Anyone have any thoughts on how best to integrate Lucene's new
SinkTokenizer and TeeTokenFilter (https://issues.apache.org/jira/browse/LUCENE-1058
and
http://www.gossamer-threads.com/lists/lucene/java-dev/55927?search_string=TeeTokenFilter;#55927)
into Solr? It doesn't fit into the TokenizerFactory and
TokenFilterFactory model for create since the constructors have
dependencies on things other than a Reader and a TokenStream.
I can do one off Analyzer constructions, but that doesn't really fit
with the Solr way. I think this could have some nice benefits for the
copyField mechanism, as well, but that is more work to get right.

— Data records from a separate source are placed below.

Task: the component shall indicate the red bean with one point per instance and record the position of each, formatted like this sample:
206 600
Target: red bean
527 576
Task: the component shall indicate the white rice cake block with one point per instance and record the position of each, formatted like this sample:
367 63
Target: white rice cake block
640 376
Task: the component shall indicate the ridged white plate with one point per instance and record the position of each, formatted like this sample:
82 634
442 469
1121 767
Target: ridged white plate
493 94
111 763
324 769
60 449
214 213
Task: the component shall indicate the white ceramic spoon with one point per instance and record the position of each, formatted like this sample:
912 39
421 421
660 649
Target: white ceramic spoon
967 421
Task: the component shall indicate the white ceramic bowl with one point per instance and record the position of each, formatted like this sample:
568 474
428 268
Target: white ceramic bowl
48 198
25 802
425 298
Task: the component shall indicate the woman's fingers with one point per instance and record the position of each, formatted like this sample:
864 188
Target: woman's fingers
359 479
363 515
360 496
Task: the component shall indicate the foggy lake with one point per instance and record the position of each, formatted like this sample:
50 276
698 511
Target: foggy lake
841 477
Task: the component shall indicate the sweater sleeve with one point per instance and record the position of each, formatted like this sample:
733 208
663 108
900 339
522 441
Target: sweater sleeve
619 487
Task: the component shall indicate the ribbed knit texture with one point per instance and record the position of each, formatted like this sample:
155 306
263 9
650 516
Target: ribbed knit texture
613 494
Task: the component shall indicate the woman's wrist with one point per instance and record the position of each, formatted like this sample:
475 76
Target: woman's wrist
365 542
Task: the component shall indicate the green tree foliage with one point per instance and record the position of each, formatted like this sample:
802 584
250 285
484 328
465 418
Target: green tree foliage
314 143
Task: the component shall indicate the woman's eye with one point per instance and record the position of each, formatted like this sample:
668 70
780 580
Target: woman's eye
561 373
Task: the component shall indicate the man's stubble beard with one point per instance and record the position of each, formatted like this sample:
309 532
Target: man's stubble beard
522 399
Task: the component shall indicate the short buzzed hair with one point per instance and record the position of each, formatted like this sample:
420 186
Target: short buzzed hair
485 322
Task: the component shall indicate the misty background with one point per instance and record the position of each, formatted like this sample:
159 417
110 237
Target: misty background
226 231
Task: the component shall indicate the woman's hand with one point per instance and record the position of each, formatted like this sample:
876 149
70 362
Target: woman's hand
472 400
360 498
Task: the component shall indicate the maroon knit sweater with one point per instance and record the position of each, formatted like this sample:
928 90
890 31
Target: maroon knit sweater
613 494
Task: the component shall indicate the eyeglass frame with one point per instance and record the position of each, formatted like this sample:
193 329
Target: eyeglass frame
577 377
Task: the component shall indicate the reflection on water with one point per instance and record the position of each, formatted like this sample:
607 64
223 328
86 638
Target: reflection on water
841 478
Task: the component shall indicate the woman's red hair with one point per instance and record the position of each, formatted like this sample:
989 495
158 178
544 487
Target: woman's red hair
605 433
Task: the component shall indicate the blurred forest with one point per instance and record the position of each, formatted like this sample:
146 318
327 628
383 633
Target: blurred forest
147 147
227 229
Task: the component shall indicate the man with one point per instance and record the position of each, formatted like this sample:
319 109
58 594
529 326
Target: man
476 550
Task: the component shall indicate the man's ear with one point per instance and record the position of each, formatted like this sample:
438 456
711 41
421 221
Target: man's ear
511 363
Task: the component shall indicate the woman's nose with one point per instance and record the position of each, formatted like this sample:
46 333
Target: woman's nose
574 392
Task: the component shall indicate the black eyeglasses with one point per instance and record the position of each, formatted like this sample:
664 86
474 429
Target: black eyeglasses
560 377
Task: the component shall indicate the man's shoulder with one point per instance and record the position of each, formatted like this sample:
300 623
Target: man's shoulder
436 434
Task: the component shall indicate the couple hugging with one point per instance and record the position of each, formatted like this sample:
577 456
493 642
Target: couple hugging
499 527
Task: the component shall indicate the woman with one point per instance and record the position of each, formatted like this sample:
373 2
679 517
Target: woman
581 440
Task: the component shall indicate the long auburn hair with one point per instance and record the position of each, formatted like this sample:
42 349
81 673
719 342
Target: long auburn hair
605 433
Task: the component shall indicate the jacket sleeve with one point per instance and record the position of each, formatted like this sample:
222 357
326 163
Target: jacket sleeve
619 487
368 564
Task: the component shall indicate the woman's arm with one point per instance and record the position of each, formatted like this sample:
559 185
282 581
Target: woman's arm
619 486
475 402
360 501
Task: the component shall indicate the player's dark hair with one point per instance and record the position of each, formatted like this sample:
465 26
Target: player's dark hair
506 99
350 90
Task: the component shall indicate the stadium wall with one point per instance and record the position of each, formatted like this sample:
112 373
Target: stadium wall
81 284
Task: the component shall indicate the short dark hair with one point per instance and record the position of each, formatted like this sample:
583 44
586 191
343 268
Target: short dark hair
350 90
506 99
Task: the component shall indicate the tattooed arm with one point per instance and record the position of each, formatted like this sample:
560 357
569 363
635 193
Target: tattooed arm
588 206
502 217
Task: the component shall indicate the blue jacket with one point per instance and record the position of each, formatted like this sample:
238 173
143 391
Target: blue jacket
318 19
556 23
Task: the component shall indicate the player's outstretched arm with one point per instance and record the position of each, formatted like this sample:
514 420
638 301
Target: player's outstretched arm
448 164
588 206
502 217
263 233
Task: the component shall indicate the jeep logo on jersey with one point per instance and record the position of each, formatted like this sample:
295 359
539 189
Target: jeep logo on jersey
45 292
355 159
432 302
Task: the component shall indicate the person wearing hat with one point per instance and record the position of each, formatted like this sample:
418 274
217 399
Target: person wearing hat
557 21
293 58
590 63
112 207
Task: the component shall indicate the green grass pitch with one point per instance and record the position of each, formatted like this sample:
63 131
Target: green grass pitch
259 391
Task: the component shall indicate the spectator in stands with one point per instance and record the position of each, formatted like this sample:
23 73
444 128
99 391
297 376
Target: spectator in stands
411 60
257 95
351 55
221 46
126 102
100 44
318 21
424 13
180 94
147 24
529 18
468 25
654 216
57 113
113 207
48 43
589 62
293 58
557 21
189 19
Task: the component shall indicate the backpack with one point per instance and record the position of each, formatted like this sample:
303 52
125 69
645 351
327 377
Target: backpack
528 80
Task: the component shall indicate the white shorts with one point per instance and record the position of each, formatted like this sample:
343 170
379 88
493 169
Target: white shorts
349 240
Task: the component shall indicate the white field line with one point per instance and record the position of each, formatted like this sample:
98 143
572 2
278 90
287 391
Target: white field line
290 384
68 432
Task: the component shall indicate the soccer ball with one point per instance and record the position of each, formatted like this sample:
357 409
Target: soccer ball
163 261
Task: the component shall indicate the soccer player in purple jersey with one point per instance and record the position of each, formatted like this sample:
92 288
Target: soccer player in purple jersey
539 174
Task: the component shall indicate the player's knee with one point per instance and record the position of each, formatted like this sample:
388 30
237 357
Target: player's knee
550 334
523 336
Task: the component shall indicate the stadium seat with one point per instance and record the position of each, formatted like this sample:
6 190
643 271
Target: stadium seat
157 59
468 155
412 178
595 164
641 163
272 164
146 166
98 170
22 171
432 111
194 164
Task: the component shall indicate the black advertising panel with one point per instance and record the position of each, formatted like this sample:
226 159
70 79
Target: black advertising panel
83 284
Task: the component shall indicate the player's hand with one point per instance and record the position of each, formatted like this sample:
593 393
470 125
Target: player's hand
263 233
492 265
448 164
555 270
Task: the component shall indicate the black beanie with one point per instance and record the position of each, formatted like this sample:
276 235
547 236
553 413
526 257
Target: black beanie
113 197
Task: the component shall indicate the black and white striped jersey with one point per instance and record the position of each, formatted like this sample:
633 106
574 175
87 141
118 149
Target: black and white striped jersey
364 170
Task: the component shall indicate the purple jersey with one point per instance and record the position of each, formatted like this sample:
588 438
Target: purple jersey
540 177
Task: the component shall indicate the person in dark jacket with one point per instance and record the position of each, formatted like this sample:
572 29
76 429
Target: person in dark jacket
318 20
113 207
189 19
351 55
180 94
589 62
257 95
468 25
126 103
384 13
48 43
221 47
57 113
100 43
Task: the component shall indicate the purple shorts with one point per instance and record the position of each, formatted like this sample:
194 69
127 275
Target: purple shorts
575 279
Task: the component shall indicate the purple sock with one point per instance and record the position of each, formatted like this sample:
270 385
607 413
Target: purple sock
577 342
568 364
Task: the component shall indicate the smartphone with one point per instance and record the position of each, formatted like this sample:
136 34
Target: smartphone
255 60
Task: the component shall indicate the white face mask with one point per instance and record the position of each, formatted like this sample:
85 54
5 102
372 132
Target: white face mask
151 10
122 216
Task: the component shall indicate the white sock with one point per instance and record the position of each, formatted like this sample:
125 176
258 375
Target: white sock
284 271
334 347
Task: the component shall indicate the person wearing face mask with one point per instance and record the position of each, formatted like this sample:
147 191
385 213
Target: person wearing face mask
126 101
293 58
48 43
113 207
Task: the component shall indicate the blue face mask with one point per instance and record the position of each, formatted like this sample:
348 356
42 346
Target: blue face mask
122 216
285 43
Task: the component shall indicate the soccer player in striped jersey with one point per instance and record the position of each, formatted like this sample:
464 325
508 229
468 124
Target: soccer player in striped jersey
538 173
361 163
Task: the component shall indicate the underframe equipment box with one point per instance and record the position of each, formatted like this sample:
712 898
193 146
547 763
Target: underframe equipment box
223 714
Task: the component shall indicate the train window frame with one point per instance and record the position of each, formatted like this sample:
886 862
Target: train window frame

My initial (half-baked?) thinking is that we need the ability to name
TokenStreams (Tokenizers and TokenFilters) so that we could do
something like:
<analyzer type="index">
<tokenizer class="solr.WhitespaceTokenizerFactory"/>
<!-- in this example, we will only use synonyms at query time
<filter class="my.TokenFilterFactory" name="step1"/>
-->
<filter class="my.next.TFF" name="step2"/>
<filter class="my.other.TFF" name="step3"/>
</analyzer>
Thus, each of the named filters create a TeeTokenFilter and have an
associated SinkTokenizer. Then, I can declare another analyzer that
looks like:
<analyzer type="index">
<tokenizer name="step2"/>
</analyzer>
which would just use the tokens saved by step 2 in the first
Analysis. Similarly, we do that for step 3 with some other filters
added like:
<analyzer type="index">
<tokenizer name="step3"/>
<filter class="StopFilterFactory"/>
</analyzer>
Now, Solr would need to be smart about this and know that it has to
index the fields using the first analyzer before those using the
sinks. And there might be some concerns about what to do if multiple
fields use the same "Tee" analyzer and whether that effects the
Sinks. The "name" attribute, of course, would be optional. There
also is the issue of initialization in that we would most likely need
2 pass initialization so that the names of the token streams are known
ahead of time.
I know, of course, the proof is in the pudding, as they say and a
patch does wonders, but I am wondering if people have any initial
thoughts on this. I think the performance upside can be significant
in some common cases, especially once we work out issues w/ Lucene's
clone method and in the case where the SinkTokenizer is not keeping
all tokens.
-Grant